The railroad from above was coming through, and Blowout was to be a city with that mysterious and rather disconcerting abruptness with which tiny Western villages do become cities in these circumstances.
It had been hoped that the railroad would be through by the Fourth of July, when the less important celebration of the nation's birthday might be combined with the proper marking of that event. But though tales came down to Blowout of how the contractors were working night and day shifts, and shipping men from the East in order to have the road through in time, though the Wagon-Tire House had entertained many squads of engineers and even occasional parties of the contractors' men, the railroad was not through on the Fourth.
Something much more important was arranged by Providence, however—at least, more important in the eyes of the children of the Wagon-Tire House. Frosty La Rue's grand aggregation of talent was to be in Blowout for a week, and the human performers were stopping at Huldah Sarvice's hotel.
If one can go far enough back to remember the awe and mystery surrounding a circus, and then imagine a circus coming bodily to lodge in one's own dwelling, to eat with the knives and forks at one's table—a circus which could swallow fire and swords, and things of that sort, just eating off plates in the ordinary manner, with Sissy waiting on the table behind its chairs—if one can get back to this happy time, it will be possible to comprehend some of the rapture the twins, Gess and Tell, experienced while Frosty La Rue's show abode at the Wagon-Tire House.
They lorded it over every other child in Blowout, shining with reflected splendor. They were the most sought after of any of the boys in school, for Romey was too young to afford information. La Rue himself looked upon them and said that they were "likely little fellers," and that he "wouldn't mind having them to train." Think of that! To train!
Aunt Huldah, with bat-like blindness to their best advantages, had stated to Mr.

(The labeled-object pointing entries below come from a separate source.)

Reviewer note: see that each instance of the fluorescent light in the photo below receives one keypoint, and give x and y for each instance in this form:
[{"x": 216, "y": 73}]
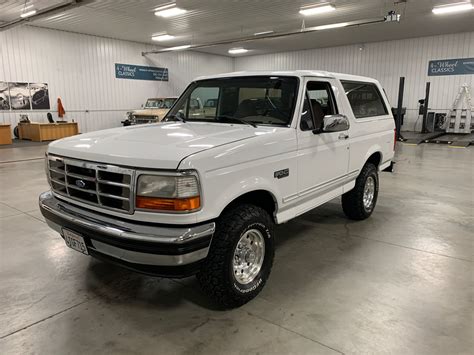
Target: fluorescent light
[
  {"x": 28, "y": 13},
  {"x": 177, "y": 48},
  {"x": 458, "y": 7},
  {"x": 316, "y": 9},
  {"x": 333, "y": 25},
  {"x": 167, "y": 11},
  {"x": 238, "y": 50},
  {"x": 162, "y": 37},
  {"x": 263, "y": 33}
]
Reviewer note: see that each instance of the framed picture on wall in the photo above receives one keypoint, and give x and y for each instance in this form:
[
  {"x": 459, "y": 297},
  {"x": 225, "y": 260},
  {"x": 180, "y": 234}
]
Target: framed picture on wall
[
  {"x": 20, "y": 98},
  {"x": 39, "y": 96},
  {"x": 4, "y": 96}
]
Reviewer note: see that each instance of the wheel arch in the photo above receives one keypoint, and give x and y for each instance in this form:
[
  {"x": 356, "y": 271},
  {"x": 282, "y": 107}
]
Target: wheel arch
[
  {"x": 260, "y": 197},
  {"x": 374, "y": 156}
]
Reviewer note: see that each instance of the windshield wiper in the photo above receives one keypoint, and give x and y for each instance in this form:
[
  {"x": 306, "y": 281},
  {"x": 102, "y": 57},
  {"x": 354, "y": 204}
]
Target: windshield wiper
[
  {"x": 175, "y": 118},
  {"x": 237, "y": 120}
]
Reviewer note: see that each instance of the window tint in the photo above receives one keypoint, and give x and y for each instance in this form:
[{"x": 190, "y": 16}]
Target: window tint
[
  {"x": 319, "y": 102},
  {"x": 365, "y": 99},
  {"x": 258, "y": 100}
]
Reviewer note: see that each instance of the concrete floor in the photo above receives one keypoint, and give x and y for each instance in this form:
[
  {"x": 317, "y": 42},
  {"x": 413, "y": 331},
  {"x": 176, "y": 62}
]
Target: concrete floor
[{"x": 400, "y": 282}]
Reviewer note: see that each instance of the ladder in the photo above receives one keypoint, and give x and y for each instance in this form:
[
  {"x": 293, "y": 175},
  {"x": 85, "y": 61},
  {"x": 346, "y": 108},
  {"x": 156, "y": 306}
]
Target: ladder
[{"x": 460, "y": 120}]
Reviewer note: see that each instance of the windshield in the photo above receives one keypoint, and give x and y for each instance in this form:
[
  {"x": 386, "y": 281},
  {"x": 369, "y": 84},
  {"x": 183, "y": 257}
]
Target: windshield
[
  {"x": 160, "y": 103},
  {"x": 267, "y": 100}
]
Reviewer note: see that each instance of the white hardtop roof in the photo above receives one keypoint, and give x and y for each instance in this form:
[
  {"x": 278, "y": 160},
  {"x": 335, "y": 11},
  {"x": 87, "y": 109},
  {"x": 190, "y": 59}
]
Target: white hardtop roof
[{"x": 297, "y": 73}]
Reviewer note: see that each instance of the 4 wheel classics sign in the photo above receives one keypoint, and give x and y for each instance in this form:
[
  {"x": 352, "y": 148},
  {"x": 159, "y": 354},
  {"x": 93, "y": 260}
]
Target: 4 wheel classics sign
[
  {"x": 139, "y": 72},
  {"x": 461, "y": 66}
]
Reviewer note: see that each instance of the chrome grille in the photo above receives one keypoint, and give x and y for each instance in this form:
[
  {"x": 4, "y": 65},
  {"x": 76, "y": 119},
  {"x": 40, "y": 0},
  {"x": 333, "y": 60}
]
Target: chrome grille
[{"x": 102, "y": 185}]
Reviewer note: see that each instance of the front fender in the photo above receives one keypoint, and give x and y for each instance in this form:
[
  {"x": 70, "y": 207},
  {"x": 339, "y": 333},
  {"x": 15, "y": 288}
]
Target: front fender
[{"x": 244, "y": 186}]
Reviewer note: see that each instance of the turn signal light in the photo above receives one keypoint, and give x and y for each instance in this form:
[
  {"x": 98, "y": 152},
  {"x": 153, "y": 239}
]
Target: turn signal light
[{"x": 169, "y": 204}]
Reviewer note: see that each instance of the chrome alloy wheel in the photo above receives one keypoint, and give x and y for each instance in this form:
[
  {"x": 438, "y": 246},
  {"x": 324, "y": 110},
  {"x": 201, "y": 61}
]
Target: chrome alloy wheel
[
  {"x": 369, "y": 193},
  {"x": 248, "y": 256}
]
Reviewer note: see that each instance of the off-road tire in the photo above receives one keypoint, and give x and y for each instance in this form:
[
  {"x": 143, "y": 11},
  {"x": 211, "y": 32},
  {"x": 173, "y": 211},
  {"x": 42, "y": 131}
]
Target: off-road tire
[
  {"x": 353, "y": 201},
  {"x": 216, "y": 276}
]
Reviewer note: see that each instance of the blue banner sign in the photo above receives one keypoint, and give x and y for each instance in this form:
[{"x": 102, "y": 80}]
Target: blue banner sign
[
  {"x": 461, "y": 66},
  {"x": 139, "y": 72}
]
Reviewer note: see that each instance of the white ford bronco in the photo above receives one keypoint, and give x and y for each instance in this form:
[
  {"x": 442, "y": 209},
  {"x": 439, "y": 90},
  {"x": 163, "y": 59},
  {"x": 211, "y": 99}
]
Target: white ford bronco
[{"x": 200, "y": 192}]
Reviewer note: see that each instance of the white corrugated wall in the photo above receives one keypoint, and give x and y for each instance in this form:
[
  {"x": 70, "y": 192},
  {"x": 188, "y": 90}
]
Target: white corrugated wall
[
  {"x": 385, "y": 61},
  {"x": 80, "y": 69}
]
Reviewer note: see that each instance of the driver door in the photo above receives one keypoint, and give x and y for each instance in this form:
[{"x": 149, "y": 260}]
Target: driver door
[{"x": 323, "y": 157}]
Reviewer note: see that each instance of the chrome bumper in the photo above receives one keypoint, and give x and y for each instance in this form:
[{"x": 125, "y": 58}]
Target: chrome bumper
[{"x": 133, "y": 244}]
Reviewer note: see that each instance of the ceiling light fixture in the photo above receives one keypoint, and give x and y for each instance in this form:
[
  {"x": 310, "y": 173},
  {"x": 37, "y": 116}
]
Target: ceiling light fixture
[
  {"x": 316, "y": 9},
  {"x": 458, "y": 7},
  {"x": 263, "y": 33},
  {"x": 162, "y": 37},
  {"x": 238, "y": 50},
  {"x": 177, "y": 48},
  {"x": 333, "y": 25},
  {"x": 28, "y": 13},
  {"x": 169, "y": 10}
]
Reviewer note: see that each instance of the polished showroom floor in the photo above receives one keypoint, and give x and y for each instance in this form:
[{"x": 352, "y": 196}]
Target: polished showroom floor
[{"x": 400, "y": 282}]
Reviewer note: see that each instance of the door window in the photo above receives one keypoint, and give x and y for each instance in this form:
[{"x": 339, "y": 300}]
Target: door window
[
  {"x": 319, "y": 102},
  {"x": 365, "y": 99}
]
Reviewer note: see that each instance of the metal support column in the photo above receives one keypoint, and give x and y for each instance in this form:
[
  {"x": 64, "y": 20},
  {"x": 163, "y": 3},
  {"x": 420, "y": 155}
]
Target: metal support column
[
  {"x": 398, "y": 118},
  {"x": 424, "y": 129}
]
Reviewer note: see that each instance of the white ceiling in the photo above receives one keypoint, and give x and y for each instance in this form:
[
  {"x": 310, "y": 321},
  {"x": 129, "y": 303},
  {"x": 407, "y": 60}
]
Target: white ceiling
[{"x": 216, "y": 20}]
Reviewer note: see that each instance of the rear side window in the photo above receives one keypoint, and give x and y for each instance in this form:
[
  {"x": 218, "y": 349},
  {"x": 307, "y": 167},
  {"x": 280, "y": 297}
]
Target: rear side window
[{"x": 365, "y": 99}]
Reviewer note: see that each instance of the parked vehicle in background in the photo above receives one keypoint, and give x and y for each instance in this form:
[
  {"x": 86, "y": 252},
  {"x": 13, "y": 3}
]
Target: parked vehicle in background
[
  {"x": 153, "y": 111},
  {"x": 201, "y": 192}
]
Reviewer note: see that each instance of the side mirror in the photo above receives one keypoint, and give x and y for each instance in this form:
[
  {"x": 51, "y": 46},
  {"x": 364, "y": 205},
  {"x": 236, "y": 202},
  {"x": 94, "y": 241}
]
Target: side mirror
[{"x": 335, "y": 123}]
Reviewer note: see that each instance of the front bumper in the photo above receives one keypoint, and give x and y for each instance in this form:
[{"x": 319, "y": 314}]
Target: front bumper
[{"x": 170, "y": 251}]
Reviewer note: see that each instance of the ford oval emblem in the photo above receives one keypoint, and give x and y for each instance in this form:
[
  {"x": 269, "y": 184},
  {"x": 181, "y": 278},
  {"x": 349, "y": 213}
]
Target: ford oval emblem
[{"x": 80, "y": 183}]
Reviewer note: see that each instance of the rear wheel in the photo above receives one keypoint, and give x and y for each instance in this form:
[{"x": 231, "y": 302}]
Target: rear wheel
[
  {"x": 359, "y": 203},
  {"x": 240, "y": 257}
]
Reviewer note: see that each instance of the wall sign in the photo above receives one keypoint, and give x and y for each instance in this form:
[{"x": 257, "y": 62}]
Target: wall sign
[
  {"x": 139, "y": 72},
  {"x": 461, "y": 66}
]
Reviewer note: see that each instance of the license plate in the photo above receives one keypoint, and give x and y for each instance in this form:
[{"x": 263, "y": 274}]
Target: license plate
[{"x": 75, "y": 241}]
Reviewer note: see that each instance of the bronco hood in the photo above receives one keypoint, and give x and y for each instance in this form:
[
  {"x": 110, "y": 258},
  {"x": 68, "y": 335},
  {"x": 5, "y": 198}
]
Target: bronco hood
[
  {"x": 149, "y": 112},
  {"x": 157, "y": 146}
]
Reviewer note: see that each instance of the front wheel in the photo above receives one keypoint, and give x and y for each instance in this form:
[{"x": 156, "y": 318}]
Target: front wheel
[
  {"x": 359, "y": 203},
  {"x": 240, "y": 257}
]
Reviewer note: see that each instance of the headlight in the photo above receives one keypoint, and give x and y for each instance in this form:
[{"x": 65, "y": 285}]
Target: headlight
[{"x": 178, "y": 193}]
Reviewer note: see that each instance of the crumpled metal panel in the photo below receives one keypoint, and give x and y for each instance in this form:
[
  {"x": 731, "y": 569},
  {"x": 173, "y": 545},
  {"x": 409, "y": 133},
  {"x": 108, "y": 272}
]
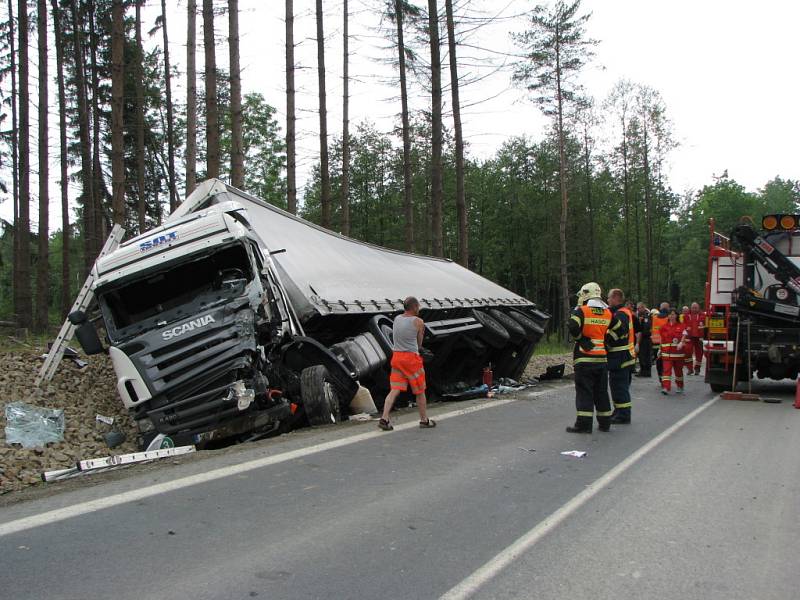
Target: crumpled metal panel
[
  {"x": 341, "y": 275},
  {"x": 329, "y": 273}
]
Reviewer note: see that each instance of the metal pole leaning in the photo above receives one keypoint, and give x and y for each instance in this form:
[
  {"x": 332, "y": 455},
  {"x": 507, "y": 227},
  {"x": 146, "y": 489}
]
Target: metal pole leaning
[{"x": 82, "y": 302}]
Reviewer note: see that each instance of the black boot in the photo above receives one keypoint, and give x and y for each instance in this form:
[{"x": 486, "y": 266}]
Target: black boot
[
  {"x": 621, "y": 416},
  {"x": 582, "y": 425},
  {"x": 575, "y": 429}
]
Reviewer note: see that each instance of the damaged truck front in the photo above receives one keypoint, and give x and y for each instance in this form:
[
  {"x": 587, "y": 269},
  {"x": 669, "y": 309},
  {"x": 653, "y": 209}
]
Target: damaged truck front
[{"x": 236, "y": 319}]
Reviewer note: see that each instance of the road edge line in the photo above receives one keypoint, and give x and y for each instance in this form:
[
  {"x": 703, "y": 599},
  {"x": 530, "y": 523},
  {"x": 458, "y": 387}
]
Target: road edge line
[{"x": 473, "y": 582}]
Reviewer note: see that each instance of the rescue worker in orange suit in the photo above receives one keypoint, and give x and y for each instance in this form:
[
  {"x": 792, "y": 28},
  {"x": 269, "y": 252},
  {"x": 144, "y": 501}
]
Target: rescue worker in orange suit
[
  {"x": 694, "y": 321},
  {"x": 588, "y": 325},
  {"x": 658, "y": 320},
  {"x": 620, "y": 343},
  {"x": 644, "y": 345},
  {"x": 673, "y": 337}
]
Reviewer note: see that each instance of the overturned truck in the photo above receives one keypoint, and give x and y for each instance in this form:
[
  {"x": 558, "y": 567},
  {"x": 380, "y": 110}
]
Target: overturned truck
[{"x": 237, "y": 319}]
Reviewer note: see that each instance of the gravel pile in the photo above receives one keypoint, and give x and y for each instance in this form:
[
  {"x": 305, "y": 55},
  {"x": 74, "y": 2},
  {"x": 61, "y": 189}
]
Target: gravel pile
[
  {"x": 539, "y": 364},
  {"x": 81, "y": 393}
]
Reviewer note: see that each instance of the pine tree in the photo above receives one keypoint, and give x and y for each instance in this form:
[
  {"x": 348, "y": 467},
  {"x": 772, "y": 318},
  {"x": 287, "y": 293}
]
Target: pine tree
[
  {"x": 237, "y": 153},
  {"x": 291, "y": 159},
  {"x": 191, "y": 97},
  {"x": 345, "y": 125},
  {"x": 43, "y": 263},
  {"x": 22, "y": 228},
  {"x": 66, "y": 232},
  {"x": 212, "y": 115},
  {"x": 461, "y": 200},
  {"x": 555, "y": 51},
  {"x": 173, "y": 191},
  {"x": 437, "y": 193},
  {"x": 325, "y": 191}
]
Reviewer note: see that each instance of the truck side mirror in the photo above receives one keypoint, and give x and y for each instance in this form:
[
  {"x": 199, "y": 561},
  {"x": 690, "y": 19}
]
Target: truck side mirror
[{"x": 86, "y": 333}]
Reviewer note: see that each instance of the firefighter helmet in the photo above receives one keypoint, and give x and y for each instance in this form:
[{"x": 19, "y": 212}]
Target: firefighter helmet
[{"x": 588, "y": 291}]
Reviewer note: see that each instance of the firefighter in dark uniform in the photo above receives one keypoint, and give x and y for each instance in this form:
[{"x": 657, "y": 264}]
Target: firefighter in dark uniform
[
  {"x": 619, "y": 345},
  {"x": 588, "y": 325},
  {"x": 643, "y": 342}
]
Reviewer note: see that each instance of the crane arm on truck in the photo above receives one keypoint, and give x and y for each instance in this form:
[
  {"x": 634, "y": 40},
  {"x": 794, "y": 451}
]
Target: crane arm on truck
[{"x": 778, "y": 265}]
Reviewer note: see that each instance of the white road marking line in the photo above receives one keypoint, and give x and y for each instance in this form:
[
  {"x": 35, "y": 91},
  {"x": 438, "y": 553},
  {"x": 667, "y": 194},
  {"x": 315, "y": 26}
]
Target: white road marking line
[
  {"x": 471, "y": 584},
  {"x": 68, "y": 512}
]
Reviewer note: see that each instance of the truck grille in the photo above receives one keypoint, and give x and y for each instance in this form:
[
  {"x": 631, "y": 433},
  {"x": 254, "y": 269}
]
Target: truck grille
[{"x": 189, "y": 375}]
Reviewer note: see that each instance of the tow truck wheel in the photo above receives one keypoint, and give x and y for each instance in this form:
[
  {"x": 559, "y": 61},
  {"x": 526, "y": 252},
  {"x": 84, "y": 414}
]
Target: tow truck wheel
[{"x": 318, "y": 393}]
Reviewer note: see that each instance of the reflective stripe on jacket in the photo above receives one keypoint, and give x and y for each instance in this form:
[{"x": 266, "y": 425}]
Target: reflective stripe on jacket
[
  {"x": 657, "y": 323},
  {"x": 590, "y": 346}
]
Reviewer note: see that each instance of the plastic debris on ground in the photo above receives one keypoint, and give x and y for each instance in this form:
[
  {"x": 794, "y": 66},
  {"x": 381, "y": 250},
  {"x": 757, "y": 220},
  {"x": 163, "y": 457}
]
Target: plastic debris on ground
[
  {"x": 361, "y": 417},
  {"x": 32, "y": 426},
  {"x": 575, "y": 453},
  {"x": 480, "y": 391},
  {"x": 554, "y": 372},
  {"x": 104, "y": 419}
]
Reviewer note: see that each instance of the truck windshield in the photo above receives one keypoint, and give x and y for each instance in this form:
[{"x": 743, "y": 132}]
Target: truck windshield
[{"x": 177, "y": 291}]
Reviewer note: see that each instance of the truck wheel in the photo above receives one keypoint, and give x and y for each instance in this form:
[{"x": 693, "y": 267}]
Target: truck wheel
[
  {"x": 492, "y": 332},
  {"x": 533, "y": 331},
  {"x": 319, "y": 397},
  {"x": 515, "y": 331}
]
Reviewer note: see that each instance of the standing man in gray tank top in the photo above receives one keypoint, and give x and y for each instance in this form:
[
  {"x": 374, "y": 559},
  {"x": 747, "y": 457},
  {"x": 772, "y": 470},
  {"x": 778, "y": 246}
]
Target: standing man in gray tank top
[{"x": 407, "y": 368}]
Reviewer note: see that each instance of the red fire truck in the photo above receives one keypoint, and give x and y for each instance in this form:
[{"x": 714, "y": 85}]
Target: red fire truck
[{"x": 753, "y": 302}]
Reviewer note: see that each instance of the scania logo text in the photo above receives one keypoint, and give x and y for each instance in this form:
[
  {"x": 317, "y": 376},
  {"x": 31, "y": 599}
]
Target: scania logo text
[{"x": 187, "y": 327}]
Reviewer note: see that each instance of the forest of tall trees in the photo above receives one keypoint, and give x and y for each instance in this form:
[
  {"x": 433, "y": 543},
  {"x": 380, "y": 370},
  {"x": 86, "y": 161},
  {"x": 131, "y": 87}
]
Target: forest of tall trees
[{"x": 97, "y": 86}]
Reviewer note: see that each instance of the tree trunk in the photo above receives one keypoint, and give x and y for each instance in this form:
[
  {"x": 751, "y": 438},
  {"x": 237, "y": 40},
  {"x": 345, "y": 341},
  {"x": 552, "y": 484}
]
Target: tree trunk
[
  {"x": 212, "y": 116},
  {"x": 14, "y": 156},
  {"x": 648, "y": 220},
  {"x": 141, "y": 207},
  {"x": 345, "y": 126},
  {"x": 87, "y": 179},
  {"x": 101, "y": 192},
  {"x": 461, "y": 200},
  {"x": 436, "y": 130},
  {"x": 66, "y": 235},
  {"x": 408, "y": 201},
  {"x": 291, "y": 160},
  {"x": 588, "y": 175},
  {"x": 325, "y": 197},
  {"x": 562, "y": 179},
  {"x": 237, "y": 153},
  {"x": 173, "y": 191},
  {"x": 117, "y": 125},
  {"x": 23, "y": 225},
  {"x": 43, "y": 260},
  {"x": 191, "y": 97}
]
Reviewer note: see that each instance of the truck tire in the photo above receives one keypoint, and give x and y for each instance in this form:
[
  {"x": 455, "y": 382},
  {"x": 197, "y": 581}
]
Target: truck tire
[
  {"x": 515, "y": 331},
  {"x": 492, "y": 332},
  {"x": 319, "y": 397},
  {"x": 381, "y": 326},
  {"x": 533, "y": 331}
]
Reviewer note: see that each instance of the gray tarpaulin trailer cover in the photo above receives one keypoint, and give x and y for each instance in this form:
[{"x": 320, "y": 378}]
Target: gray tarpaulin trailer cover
[{"x": 329, "y": 273}]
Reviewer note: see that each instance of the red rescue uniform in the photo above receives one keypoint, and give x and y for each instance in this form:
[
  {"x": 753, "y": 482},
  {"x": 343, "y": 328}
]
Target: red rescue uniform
[
  {"x": 672, "y": 359},
  {"x": 694, "y": 323}
]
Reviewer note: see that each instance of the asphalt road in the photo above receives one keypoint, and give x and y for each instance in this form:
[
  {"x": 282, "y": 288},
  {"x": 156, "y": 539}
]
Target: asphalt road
[{"x": 695, "y": 499}]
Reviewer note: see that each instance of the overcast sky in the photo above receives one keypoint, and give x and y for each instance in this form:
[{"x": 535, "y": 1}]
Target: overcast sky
[{"x": 727, "y": 71}]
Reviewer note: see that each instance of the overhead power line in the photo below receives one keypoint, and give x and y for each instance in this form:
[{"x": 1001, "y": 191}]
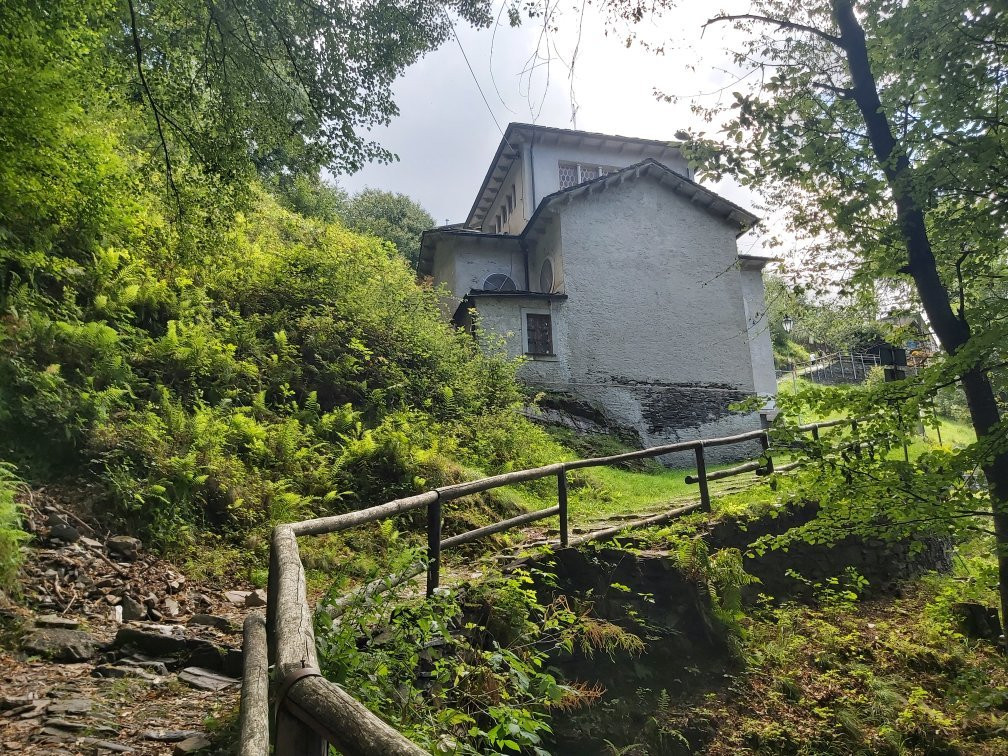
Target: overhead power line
[{"x": 472, "y": 73}]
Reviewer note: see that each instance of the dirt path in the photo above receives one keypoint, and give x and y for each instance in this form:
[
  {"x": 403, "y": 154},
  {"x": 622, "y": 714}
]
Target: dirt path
[{"x": 111, "y": 649}]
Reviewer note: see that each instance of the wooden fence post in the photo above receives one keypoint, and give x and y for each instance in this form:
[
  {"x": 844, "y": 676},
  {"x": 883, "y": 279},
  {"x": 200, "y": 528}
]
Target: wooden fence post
[
  {"x": 433, "y": 545},
  {"x": 705, "y": 493},
  {"x": 764, "y": 441},
  {"x": 561, "y": 498}
]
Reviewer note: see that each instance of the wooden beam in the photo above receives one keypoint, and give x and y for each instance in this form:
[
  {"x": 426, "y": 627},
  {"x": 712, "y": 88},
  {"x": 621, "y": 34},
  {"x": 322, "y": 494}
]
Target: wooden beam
[
  {"x": 254, "y": 706},
  {"x": 470, "y": 535},
  {"x": 346, "y": 723}
]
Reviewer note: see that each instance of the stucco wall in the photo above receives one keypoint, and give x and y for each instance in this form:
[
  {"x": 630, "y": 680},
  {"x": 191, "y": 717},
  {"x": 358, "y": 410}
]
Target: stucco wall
[
  {"x": 760, "y": 347},
  {"x": 654, "y": 330},
  {"x": 463, "y": 263},
  {"x": 548, "y": 247},
  {"x": 519, "y": 216},
  {"x": 503, "y": 316},
  {"x": 546, "y": 158}
]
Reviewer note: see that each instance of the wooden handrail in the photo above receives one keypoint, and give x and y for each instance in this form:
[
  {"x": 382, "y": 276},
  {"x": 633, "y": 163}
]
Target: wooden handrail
[{"x": 311, "y": 712}]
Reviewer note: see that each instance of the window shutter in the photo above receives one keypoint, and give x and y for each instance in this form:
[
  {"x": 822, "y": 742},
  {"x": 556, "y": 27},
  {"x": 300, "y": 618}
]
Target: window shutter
[{"x": 540, "y": 336}]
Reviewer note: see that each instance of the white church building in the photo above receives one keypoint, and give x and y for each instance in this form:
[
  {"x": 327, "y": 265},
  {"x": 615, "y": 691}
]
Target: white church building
[{"x": 618, "y": 277}]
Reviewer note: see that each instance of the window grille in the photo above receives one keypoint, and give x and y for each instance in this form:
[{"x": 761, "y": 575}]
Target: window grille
[
  {"x": 572, "y": 173},
  {"x": 569, "y": 174},
  {"x": 539, "y": 329}
]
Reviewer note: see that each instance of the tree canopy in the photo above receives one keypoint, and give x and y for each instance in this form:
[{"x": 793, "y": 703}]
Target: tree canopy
[{"x": 879, "y": 128}]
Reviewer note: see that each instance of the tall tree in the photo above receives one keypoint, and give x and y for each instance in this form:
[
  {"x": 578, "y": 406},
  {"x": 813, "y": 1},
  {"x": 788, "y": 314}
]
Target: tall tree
[
  {"x": 390, "y": 216},
  {"x": 281, "y": 86},
  {"x": 880, "y": 127}
]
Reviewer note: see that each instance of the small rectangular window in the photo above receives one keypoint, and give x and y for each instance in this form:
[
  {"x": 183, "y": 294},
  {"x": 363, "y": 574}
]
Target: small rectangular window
[
  {"x": 539, "y": 330},
  {"x": 568, "y": 174}
]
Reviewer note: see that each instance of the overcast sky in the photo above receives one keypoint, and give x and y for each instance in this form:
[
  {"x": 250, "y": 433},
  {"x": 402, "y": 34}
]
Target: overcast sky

La Rue that their father was in—well—in Kansas, and had only left them with her, as it were, "on demand."
For one dreadful moment the twins envied Aunt Huldah's real orphans. Then, realizing that Aunt Huldah would no more give up Sissy or Ally than she would give up them, they reflected that the ambition of boys is apt, in this cold, unsympathetic world, to be thwarted by their elders, and settled down to the more active and thorough enjoyment of what they might have.
The company consisted of old La Rue; his second wife, who figured upon the bill as Signorina Ippolita di Castelli, an ex-circus rider of very mature years; Frosty's factotum, a Mexican by the name of José Romero; little Roy, the Aerial Wonder, son of Frosty and the Signorina; and last and most important of all, Minnie La Rue.
The show was well known in the Texas cattle country, and well loved. Frosty's daughter—she was only sixteen when he was last at Blowout, more than a year ago—was a pretty little thing, and her father had trained her to be a graceful tight-rope performer. He himself did some shooting from horseback, which most of the cowboys who applauded it could have beaten.
Frosty La Rue drank hard, and he was very surly when he was drinking. Even Aunt Huldah's boundless charity found it difficult to speak well of his treatment of Minnie. The Signorina could take care of herself—and of the Aerial Wonder as well. But the heft of her father's temper, and sometimes the weight of his hand also, fell on the young girl when things went amiss.